To make the challenge nicer, the multi-tool disappeared at one point. I was always asking for it because some team needed it, and suddenly no one knew where it was. A couple of kids named a boy who had it, and thought he left with it (they said “stole it”), and that was it. They just continued their work. I didn’t like the wording nor the passive reaction they had. I told them that he might have borrowed it for some reason, then said the activities would be discontinued if the multi-tool wasn’t back. We were experiencing each other for the first time, and I wanted them to realize that they were not only responsible for their personal actions, but also held a communal responsibility so they wouldn’t expect it was fine to be passive. Thankfully, three boys left the place and came back after a few minutes with my multi-tool 🙂

To be continued…

Abdulrahman Y. idlbi is a consultant and researcher focusing largely on creative learning activities and environments for youth, especially in the context of the Syrian revolution. He provides consultation on educational technology, the design of learning spaces, and education for refugee children.

Abdulrahman holds a master’s in Media Arts and Sciences from the MIT Media Lab where he worked with the Lifelong Kindergarten group and was a member of the team developing Scratch: a programming language, environment and community designed for children to express themselves creatively.

Before joining the Media Lab, Abdulrahman worked in Syria and Saudi Arabia in designing and implementing various programs for young people to learn and create in different contexts, including school, after-school and summer programs.

 

The views and opinions expressed in this issue brief are those of the authors and do not necessarily reflect the policy of GPI.

Sources:

[1] Location: http://goo.gl/maps/4l3Cl, Population: about 4000, Tents: 520.
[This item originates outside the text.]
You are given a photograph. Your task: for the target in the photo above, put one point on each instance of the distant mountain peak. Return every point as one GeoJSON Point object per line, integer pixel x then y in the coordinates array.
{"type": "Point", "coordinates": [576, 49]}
[2] These proved to be priceless resources. The kids in the camp hadn’t seen any for months. I had even some kids offering the very little money they had to buy pencils. I couldn’t provide any because I needed every one of them to run my activities. Other than that, there were barely any materials to play with: resources were scarce and expensive (the currency had already lost 50% of its value) and most of the refugees didn’t have any source of income. Anything that could be burnt would probably be used for heating.

[3] Non-Syrians can still enjoy a public people smuggling service in both directions 🙂

[4] I remained one for my first couple of days.

[5] Lunch is the main meal in Syria (and the Middle East in general).

[6] Here’s a short story to explain what “emergency” meant: One night, I was staying with the camp’s manager, and a man came running to us saying that his baby had diarrhea and was vomiting. The answer was it wasn’t an emergency and could wait till the morning. An emergency usually meant suffocation or severe burns due to accidents related to the means of heating used in the tents.

[7] Zaatari camp was flooded then, and a few kids died of cold a few weeks earlier.

[8] This was the typical answer I got from parents and volunteers. Many parents told me that their kids needed someone to tell them what they were through, but they’d always say the kids were “fine.”

[9] Later on, I found out one of his girls continuously drew the same picture with her cousin: a house with happy people and helos dropping bombs.

[10] Each refugee received only three blankets.

[11] Older boys would be helping their parents or trying to get some money in the nearby villages. Older girls wouldn’t join unless there were female teachers.

[12] I didn’t take pictures during the screening (and not many while I was working with the boys). I thought that would be distracting and would prevent them from behaving normally. On the other hand, when I worked with the girls earlier that day, I already knew most of them, and they worked with/around the camera a few times, thus taking pictures wasn’t a problem.

[13] But always telling them that there were things they had to be aware of when they did their own projects.

[14] Saying something equivalent to “What’s the magic word?” never sufficed.